There is growing recognition that the next generation of therapeutics for HF must address the problem of bioenergetic failure [
3]. Currently, there are two ways to improve ATP stores in cardiomyopathy: reduce utilization or increase supply. Efforts to reduce ATP utilization in the myocyte of cardiomyopathy patients using Mavacamten or Ranolazine have shown mixed results [
15,
16]. Elamipretide is a cell-permeable peptide that enhances mitochondrial ATP production through the interaction with cardiolipin to promote electron transportation. Recently approved anti-hyperglycemic drugs, sodium–glucose co-transporter-2 (SGLT2) inhibitors, improve mitochondrial efficiency by favoring B-hydroxybutyrate oxidation of the heart over fatty acids. This improves the efficiency of ATP production under conditions of limited oxygen supply.

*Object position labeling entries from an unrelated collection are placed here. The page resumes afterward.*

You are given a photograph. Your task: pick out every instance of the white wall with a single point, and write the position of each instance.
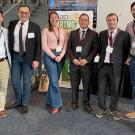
(120, 7)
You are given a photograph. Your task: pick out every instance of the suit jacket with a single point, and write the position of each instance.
(5, 34)
(89, 45)
(121, 48)
(33, 45)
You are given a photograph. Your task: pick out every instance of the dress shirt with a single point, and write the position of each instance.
(81, 32)
(24, 35)
(49, 42)
(114, 34)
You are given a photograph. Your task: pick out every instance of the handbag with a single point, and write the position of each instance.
(43, 82)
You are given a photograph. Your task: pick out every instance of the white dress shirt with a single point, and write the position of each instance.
(114, 34)
(24, 35)
(81, 32)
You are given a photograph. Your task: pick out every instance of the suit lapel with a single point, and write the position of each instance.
(29, 30)
(117, 38)
(106, 38)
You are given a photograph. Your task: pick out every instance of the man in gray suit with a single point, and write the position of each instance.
(5, 61)
(114, 49)
(82, 48)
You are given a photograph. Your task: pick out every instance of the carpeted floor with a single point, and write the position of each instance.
(40, 122)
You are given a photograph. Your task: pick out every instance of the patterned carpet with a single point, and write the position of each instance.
(40, 122)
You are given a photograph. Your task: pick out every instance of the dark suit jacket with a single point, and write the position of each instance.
(89, 45)
(33, 45)
(121, 48)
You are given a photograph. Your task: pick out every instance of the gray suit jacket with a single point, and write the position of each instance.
(5, 33)
(89, 45)
(121, 48)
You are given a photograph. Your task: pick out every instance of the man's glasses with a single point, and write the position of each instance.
(26, 13)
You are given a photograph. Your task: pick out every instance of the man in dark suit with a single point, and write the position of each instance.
(82, 48)
(25, 48)
(114, 49)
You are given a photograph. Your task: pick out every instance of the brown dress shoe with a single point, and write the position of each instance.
(3, 114)
(54, 110)
(130, 115)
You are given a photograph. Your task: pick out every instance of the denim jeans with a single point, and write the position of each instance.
(132, 75)
(54, 70)
(21, 69)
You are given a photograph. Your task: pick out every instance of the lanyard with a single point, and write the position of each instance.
(1, 33)
(57, 36)
(133, 26)
(113, 38)
(78, 37)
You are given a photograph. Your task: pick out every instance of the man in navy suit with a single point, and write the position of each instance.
(82, 48)
(114, 49)
(25, 48)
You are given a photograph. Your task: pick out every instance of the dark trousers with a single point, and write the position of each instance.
(21, 69)
(105, 75)
(76, 74)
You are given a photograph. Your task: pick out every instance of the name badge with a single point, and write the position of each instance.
(58, 49)
(31, 35)
(109, 49)
(78, 49)
(133, 44)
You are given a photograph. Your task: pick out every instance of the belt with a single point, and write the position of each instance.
(2, 59)
(17, 53)
(53, 50)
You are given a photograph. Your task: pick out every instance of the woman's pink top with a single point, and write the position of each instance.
(49, 41)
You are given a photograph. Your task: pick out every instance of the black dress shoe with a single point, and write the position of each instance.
(72, 107)
(23, 109)
(10, 106)
(88, 108)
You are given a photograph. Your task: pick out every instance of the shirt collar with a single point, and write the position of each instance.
(25, 23)
(114, 30)
(83, 30)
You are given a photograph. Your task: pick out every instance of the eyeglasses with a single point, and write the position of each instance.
(26, 13)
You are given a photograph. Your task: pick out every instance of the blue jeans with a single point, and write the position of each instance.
(132, 75)
(54, 70)
(21, 69)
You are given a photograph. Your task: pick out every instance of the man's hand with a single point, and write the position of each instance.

Elamipretide and SCLT2 inhibitors showed successful results for preserving mitochondrial function in pre-clinical studies and in patients with heart failure and reduced ejection fraction [
3]. However, their effect on HF is still undergoing trials. Another target for the treatment of HF is the abnormal cardiac remodeling and increasing of stiffness and fibrosis that characterize this disorder. Alterations in intracellular nitrogen mono-oxide signal cascade secondary to oxidative stress are key steps in this process. Vericiguat is an oral soluble guanylate cyclase stimulator that directly generates cyclic guanosine monophosphate and restores the sensitivity of soluble guanylate cyclase to endogenous nitric oxide. Despite the promising primary trials that showed a favorable effect of the drug in improving physical activity when administered to HF patients, large RCTs failed to confirm these findings [
17].
No prior studies have addressed the problem of inefficient production of ATP within the myocytes by directly increasing ATP supply via the phosphocreatine system. Additionally, the therapeutic benefits of CCrP in animal models of heart failure have not been reported. Therefore, based on our previous studies [
6], we believe that the ability of CCrP to preserve high levels of cellular ATP with anti-inflammatory properties makes it a promising novel target for early therapeutic intervention in those with HF. The advantage of CCrP over other therapies designed for this purpose is the simplicity of its mechanism; it merely augments a natural physiological process via CrP so that more ATP is available under conditions where the normal means of supplying ATP are unable to meet demand. Unlike any other drug in development, CCrP does not interfere with normal metabolism. No other agents proposed to treat HF work through a similar mechanism of effect on the phosphocreatine system. Instead, other therapies that attempt to improve ATP supply do so by altering the mitochondrial function.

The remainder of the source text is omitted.